Israelis know how to value their country

We've had some wonderful news ahead of Rosh Hashanah. Findings from the Central Bureau of Statistics indicate that 89% of Israelis say they are happy. From what I know of other countries in the world, including Scandinavia, this level of happiness among a nation's citizens appears to be unprecedented.

Most Israelis love their country and wouldn't trade it for anywhere else, and feel good in the Jewish people's national home, even though for the 70 years the state has existed, they have been asked to pay a price from their freedom and independence. The millions of Israelis who have just returned from summer vacations abroad certainly appreciate their country's strength and the good it does them.

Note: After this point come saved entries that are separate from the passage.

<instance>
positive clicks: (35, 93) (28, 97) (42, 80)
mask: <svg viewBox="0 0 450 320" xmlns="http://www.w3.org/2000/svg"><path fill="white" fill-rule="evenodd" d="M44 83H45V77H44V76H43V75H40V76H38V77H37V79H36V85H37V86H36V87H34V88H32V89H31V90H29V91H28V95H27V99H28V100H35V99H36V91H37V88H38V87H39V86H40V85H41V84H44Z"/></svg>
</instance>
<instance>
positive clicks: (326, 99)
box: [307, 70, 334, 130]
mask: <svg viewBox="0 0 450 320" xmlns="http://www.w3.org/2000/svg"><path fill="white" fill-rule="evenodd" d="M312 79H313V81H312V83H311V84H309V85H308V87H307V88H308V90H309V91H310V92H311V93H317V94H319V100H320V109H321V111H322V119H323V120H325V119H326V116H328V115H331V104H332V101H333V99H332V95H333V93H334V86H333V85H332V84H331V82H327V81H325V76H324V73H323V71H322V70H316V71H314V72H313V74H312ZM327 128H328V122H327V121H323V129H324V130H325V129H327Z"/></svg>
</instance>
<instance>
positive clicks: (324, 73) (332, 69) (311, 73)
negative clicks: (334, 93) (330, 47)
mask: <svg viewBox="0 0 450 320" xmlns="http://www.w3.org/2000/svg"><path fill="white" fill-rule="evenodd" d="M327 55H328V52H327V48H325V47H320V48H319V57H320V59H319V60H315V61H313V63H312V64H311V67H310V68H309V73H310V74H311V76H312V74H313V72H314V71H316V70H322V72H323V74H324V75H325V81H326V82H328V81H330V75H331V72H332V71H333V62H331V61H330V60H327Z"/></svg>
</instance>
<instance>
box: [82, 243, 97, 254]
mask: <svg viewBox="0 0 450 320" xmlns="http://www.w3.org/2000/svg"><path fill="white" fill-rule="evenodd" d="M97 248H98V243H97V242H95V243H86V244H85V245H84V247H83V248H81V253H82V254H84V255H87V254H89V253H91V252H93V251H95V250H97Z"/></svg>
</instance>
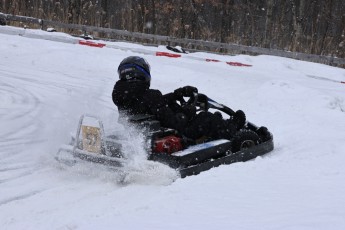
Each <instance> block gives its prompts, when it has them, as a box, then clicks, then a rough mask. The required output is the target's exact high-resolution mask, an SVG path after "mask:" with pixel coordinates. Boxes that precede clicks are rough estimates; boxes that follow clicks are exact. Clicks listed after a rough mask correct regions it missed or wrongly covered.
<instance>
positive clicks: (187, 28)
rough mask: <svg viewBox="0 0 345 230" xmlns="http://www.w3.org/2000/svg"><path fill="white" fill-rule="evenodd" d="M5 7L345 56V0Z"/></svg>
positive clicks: (208, 36) (9, 9) (151, 29)
mask: <svg viewBox="0 0 345 230" xmlns="http://www.w3.org/2000/svg"><path fill="white" fill-rule="evenodd" d="M0 11H1V12H3V13H8V14H15V15H23V16H30V17H37V18H42V19H50V20H57V21H61V22H65V23H75V24H85V25H92V26H99V27H106V28H113V29H121V30H128V31H132V32H142V33H150V34H159V35H166V36H172V37H177V38H190V39H197V40H207V41H216V42H224V43H236V44H241V45H247V46H258V47H265V48H274V49H283V50H288V51H296V52H303V53H311V54H319V55H334V56H337V57H342V58H345V1H344V0H325V1H319V0H112V1H110V0H2V1H0Z"/></svg>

I don't know of any other country whose citizens clap when a plane's wheels touch down in the homeland. The impressive happiness is an appropriate response to attempts by the opposition and its media minions to create a dreary, desperate atmosphere, as if everything in Israel was awful.

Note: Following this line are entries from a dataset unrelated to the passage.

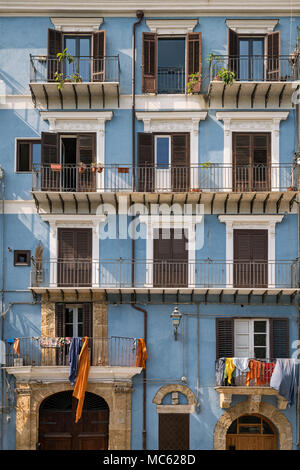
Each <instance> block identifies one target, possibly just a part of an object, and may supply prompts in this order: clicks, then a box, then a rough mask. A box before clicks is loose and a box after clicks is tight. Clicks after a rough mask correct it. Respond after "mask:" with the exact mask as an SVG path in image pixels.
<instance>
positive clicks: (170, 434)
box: [158, 413, 190, 450]
mask: <svg viewBox="0 0 300 470" xmlns="http://www.w3.org/2000/svg"><path fill="white" fill-rule="evenodd" d="M158 416H159V431H158V436H159V437H158V440H159V445H158V448H159V450H189V448H190V415H189V414H187V413H159V415H158Z"/></svg>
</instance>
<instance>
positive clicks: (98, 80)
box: [30, 55, 120, 83]
mask: <svg viewBox="0 0 300 470" xmlns="http://www.w3.org/2000/svg"><path fill="white" fill-rule="evenodd" d="M73 59H74V60H73V62H72V63H71V64H69V63H67V62H66V61H62V62H59V60H58V59H57V58H56V57H54V58H53V57H51V56H41V55H39V56H34V55H30V82H31V83H39V82H40V83H45V82H55V81H56V76H57V75H58V76H59V77H60V79H61V80H64V82H65V83H66V82H68V81H70V82H72V83H80V82H120V61H119V56H104V57H91V56H80V57H74V58H73Z"/></svg>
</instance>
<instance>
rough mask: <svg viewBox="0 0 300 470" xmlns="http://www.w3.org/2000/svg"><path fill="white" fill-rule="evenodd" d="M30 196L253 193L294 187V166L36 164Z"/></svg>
mask: <svg viewBox="0 0 300 470" xmlns="http://www.w3.org/2000/svg"><path fill="white" fill-rule="evenodd" d="M32 176H33V180H32V189H33V191H58V192H92V191H108V192H120V191H125V192H126V191H136V192H186V191H196V192H197V191H207V192H226V191H234V192H258V191H287V190H296V189H297V188H298V179H299V169H298V166H297V165H296V164H293V163H279V164H272V165H225V164H221V163H203V164H199V165H191V166H171V165H170V166H167V165H156V166H151V165H150V166H137V167H135V168H133V167H132V165H125V164H120V165H117V164H116V165H104V166H98V167H97V166H96V165H94V166H93V165H84V166H81V165H63V164H52V165H41V166H37V165H36V166H34V168H33V172H32Z"/></svg>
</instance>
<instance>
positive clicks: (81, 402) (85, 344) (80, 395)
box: [73, 336, 90, 423]
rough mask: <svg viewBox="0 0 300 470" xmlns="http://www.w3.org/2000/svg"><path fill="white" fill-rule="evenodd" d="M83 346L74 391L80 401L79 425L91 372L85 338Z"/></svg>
mask: <svg viewBox="0 0 300 470" xmlns="http://www.w3.org/2000/svg"><path fill="white" fill-rule="evenodd" d="M82 341H83V346H82V349H81V351H80V355H79V360H78V375H77V378H76V384H75V387H74V391H73V396H74V397H75V398H77V399H78V403H77V409H76V418H75V423H77V422H78V421H79V420H80V418H81V414H82V408H83V403H84V397H85V391H86V387H87V382H88V376H89V370H90V357H89V339H88V337H87V336H85V337H84V338H83V339H82Z"/></svg>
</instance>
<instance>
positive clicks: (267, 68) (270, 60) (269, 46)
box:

The once-Zionist Left has confused opposition to the government with opposition to the state itself. Its political talent and the media could have come to their senses, gotten over the shock of the last election, and said a few good words about the leadership whose decisions have made Israel into a happy superpower. Of course, this was too much to ask.

On every platform, from newspaper opinion pieces to the 11 o'clock news, "objective" journalists keep beating their drum of negativity. Political thinkers from the 17th and 18th centuries argued that people had agreed to live in state structures to work together to protect their personal safety and property. Israel is proof of a different theory. The Jews gathered in their historic homeland, willing to pay a heavy price for their personal safety, but out of a belief that living in Israel means something. The vital social cohesion is the result of a belief in a shared past and a vision of the future that unites us. Happiness is not measured by a person's income level, but rather by the meaning he or she finds in life.

I've met happy tycoons and happy poor people. That explains the numbers that show that most Israelis are happy, even if they barely make enough to cover their monthly expenditures. The government has an obligation to the disadvantaged, but their patriotism and happiness aren't affected by their economic situation.

On Tuesday, a number of Israel Hayom employees took a guided tour of Hebron. At the Cave of the Patriarchs, everyone – religious and secular, right-wingers and those who lean left, young and old – felt that we all shared a heritage that connects us to this wonderful land. We aren't always cognizant of that in our day-to-day lives, but it exists deep in our souls and gives up hope that we will remain happy in our only home.

No court, low or high, can revoke the nation-state law that includes the deepest essence of the return to Zion, love of the land, and the boundless happiness of those who live here.